Schools are not normal. Under ancestral conditions, children engaged in free play in mixed-age groups and did not participate in formal educational systems. Modern educational systems are mismatched with who we are.
The Victorians created schools to produce people to run their empire. Educator Sugata Mitra said these people must be so identical that you could pick one up from New Zealand and ship them to Canada and they would be instantly functional. The system was so robust it is still with us today, continuously producing identical people for a machine that no longer exists.

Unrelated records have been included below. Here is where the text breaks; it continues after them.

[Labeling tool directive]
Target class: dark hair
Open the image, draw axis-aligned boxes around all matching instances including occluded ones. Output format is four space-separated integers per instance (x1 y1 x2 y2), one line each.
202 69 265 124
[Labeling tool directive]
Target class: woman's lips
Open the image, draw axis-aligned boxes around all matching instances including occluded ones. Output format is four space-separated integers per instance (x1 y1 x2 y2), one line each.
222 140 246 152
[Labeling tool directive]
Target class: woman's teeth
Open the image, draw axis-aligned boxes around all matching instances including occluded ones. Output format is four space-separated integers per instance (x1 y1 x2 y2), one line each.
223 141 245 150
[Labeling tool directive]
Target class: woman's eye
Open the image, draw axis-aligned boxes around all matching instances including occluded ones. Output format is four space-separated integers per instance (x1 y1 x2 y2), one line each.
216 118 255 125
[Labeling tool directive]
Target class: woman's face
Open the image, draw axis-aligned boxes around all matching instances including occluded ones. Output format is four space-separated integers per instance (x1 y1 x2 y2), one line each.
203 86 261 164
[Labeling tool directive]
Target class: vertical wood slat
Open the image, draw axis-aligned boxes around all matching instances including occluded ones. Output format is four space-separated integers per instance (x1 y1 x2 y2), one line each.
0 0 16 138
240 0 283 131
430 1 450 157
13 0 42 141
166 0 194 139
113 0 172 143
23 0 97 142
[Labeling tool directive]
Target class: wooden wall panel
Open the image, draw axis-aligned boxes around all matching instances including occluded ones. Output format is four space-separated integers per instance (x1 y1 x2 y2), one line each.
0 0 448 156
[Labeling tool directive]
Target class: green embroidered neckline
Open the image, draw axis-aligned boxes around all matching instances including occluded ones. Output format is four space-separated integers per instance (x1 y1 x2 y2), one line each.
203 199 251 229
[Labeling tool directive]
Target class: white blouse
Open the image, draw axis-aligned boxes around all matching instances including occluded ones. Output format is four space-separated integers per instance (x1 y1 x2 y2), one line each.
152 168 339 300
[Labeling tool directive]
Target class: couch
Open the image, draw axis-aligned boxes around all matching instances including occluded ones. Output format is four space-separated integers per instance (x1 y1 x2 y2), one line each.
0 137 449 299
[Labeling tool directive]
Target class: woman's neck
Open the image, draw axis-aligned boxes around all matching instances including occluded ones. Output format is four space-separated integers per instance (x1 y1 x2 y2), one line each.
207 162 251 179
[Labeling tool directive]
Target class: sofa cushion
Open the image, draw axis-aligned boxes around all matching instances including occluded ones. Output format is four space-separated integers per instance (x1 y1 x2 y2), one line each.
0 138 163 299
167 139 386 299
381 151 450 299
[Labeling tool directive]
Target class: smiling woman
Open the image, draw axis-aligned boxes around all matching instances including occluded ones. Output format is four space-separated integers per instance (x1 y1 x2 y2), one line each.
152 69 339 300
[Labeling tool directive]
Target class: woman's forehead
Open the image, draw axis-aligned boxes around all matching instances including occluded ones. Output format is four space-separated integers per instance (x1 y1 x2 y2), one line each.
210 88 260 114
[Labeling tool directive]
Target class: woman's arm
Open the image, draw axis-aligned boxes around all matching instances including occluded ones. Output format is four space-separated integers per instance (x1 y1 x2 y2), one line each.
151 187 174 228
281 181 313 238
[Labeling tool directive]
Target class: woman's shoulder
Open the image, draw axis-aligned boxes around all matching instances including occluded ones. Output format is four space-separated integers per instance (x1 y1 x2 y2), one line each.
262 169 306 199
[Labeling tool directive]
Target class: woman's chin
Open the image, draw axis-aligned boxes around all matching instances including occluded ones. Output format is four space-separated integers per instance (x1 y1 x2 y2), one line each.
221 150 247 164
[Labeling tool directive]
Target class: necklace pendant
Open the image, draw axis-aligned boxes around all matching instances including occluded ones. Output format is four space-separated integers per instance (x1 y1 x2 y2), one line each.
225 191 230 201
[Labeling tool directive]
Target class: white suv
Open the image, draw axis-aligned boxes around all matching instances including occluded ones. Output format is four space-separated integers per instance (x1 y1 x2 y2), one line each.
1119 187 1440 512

Let's be honest about the other reasons we have school: to give children a safe space to spend their day, to allow their parents to become contributing units of our capitalist society, to grind down children so they will put up with doing things they don't want to do, to impart knowledge in a regimented and systematic way. "Schools prepare us to have good skills for getting a high-paying job," one optimistic young person volunteered, bless his cotton socks.
Except. Ahem.
Many parents can be productive without having to attend a dedicated workplace from 9-5. Schools are often far from "safe", and the ways of instilling discipline leave many children traumatised and angry. Or compliant and depressed. As education Professor John Morgan points out, many trendy educators these days are "hot for data" rather than hot for knowledge, like Shakespeare or those unfashionable things called facts. Oh, and those high-paying jobs your children were supposedly preparing for? Good luck with that.
Even if they make it to university, students there "are much more overwhelmed, much more stressed, much more anxious, and much more depressed than they've ever been. " That comes from Professor Laurie Santos, who teaches the most popular course at Yale University: a course not about professional success, but about how to be happy. She says: "I think we really have a crisis writ large at colleges in how students are doing in terms of self-care and mental health. Sadly, I don't think it's just in colleges."

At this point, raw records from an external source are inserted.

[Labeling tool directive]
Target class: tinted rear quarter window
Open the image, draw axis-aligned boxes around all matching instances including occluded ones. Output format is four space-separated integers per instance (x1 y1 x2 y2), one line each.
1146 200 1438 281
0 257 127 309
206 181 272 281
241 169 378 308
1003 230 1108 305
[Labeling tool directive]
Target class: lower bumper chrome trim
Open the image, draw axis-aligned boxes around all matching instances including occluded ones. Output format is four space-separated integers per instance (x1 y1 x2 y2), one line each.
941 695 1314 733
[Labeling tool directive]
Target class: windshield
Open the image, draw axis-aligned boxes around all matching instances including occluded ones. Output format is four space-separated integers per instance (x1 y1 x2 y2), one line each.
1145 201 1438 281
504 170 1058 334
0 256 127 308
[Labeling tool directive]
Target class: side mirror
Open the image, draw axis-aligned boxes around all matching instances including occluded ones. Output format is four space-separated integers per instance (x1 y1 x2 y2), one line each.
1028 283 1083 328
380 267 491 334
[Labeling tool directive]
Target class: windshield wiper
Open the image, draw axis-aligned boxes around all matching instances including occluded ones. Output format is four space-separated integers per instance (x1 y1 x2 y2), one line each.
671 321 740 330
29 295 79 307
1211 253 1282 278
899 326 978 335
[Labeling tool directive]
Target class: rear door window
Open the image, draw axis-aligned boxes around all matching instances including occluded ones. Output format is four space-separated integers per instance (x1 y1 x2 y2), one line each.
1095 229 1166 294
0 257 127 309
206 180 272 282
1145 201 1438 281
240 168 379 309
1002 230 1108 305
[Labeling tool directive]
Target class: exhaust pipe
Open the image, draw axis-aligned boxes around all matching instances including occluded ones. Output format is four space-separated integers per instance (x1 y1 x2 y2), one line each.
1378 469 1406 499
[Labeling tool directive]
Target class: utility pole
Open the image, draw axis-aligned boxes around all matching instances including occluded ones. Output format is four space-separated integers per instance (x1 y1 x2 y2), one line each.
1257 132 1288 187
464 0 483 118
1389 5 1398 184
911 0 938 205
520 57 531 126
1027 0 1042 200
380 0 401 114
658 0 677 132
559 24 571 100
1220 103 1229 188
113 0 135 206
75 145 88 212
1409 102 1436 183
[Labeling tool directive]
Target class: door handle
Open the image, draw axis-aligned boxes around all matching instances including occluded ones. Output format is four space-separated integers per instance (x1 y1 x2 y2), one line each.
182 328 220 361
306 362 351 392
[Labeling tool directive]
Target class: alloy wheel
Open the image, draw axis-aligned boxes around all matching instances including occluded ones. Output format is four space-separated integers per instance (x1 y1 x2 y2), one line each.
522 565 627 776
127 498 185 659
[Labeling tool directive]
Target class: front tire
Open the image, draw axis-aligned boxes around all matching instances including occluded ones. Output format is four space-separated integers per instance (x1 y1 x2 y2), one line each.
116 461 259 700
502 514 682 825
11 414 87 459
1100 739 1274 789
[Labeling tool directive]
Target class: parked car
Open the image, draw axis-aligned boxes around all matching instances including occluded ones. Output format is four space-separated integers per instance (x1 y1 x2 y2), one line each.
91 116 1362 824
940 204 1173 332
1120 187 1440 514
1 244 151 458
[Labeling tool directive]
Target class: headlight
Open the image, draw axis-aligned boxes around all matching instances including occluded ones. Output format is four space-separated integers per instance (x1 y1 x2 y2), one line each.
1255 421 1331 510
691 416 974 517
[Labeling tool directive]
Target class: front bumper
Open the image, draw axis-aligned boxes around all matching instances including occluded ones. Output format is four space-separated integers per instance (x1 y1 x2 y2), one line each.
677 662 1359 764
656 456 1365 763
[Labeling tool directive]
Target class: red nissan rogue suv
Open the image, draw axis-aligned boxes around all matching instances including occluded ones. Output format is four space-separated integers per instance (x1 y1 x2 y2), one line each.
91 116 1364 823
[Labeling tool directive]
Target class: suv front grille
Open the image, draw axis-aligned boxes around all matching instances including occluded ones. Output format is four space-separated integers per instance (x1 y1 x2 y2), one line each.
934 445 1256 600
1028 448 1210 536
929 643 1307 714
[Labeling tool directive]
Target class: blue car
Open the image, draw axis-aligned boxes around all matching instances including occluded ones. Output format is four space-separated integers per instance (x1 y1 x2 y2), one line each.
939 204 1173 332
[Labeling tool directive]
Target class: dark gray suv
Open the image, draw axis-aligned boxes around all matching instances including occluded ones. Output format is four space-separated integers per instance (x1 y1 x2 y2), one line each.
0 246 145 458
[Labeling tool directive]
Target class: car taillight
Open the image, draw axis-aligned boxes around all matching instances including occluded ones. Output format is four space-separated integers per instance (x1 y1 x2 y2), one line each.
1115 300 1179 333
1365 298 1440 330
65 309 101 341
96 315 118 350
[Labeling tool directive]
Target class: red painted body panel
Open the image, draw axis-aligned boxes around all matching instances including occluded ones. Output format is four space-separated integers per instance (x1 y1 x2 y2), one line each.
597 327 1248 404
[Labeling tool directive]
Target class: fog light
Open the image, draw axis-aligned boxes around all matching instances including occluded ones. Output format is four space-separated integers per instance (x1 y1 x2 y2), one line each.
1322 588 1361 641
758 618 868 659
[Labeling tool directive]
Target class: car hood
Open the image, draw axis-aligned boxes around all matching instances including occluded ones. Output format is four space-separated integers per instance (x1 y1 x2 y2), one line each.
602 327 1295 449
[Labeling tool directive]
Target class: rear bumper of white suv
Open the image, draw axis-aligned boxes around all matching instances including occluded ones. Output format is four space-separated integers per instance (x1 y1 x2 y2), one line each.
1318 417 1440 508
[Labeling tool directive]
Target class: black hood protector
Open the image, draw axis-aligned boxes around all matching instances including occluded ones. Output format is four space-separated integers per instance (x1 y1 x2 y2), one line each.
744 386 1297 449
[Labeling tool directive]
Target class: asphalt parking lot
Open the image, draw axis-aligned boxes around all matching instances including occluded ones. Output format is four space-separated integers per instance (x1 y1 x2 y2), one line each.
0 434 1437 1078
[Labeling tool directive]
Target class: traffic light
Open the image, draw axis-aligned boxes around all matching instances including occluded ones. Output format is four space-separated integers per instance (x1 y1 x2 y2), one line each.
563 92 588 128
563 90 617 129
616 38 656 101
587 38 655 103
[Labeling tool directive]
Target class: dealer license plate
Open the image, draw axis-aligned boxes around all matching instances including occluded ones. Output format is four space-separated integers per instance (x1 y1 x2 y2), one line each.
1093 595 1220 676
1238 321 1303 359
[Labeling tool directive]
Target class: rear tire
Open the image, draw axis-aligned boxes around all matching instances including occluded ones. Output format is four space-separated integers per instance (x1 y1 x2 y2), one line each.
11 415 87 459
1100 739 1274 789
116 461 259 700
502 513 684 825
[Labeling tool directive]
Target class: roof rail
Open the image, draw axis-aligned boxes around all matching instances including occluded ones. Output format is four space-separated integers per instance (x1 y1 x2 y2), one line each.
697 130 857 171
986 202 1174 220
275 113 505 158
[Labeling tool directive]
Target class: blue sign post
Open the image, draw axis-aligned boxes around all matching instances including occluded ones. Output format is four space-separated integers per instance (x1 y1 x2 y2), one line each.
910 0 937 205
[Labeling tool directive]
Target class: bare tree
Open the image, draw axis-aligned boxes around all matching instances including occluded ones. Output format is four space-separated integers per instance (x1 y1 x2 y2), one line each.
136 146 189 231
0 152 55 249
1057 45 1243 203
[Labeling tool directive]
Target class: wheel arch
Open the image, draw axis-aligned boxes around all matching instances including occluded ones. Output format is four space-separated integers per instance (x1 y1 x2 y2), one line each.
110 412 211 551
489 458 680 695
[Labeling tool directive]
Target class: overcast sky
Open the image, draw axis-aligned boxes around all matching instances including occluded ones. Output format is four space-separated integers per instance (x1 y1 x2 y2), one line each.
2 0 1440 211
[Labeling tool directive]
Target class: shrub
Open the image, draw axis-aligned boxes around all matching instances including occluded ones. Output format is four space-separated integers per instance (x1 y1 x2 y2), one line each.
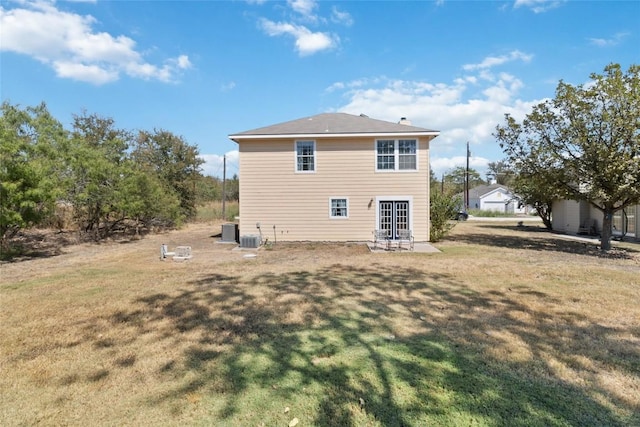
430 192 461 242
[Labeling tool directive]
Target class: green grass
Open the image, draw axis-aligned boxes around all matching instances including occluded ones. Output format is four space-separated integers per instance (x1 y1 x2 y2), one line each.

I admit I'm totally biased. I hated school. I don't think I learnt anything there except a lifelong distrust of people and fear of the brutality of groups. And, of course, I'd concede it is good for children to learn to read and write (although they certainly don't need to do it at age 5). And you don't need to go to school to be educated. In fact, quite the opposite.
So what do we replace schools with? I don't have the answer. But maybe it's time to try something that isn't about compliance and conformity.
Developmental psychologist Alison Gopnik writes that caring for children is like being a gardener. "Our job as parents is not to make a particular kind of child … it's to provide a protected space of love, safety and stability in which children of many unpredictable kinds can flourish."
In my experience our schools still think they're carpenters – their job is to hammer children into the shape they want.
I'm a useless gardener, but I am trying to do this differently. I am the parent of two children who go to a very small independent school of about 45 children aged 5-18. There are no uniforms, no classes, no reports, no set lunch breaks, no tests, no sports, no school balls, no prizes.
You have to look hard to see a computer. There are lots of books and art materials and mattresses for making into forts. The kids are bright and delightfully eccentric. Yes, I know I sound smug at having found this amazing place. There should be more schools like this (although seeing how hard it is to keep a school like this afloat in the face of bureaucratic and financial challenges, makes you realise why there aren't more of them).
We can't know beforehand what unprecedented challenges the children of the future will face. But I do believe that shaping them in our own image, or in the image of our current trendy ideals, might actually keep them from adapting for the unknown future; a future, hopefully, without guns and theme parks and cheerleaders. Because maybe the hardest part of learning something new is not embracing new ideas, but letting go of old ones.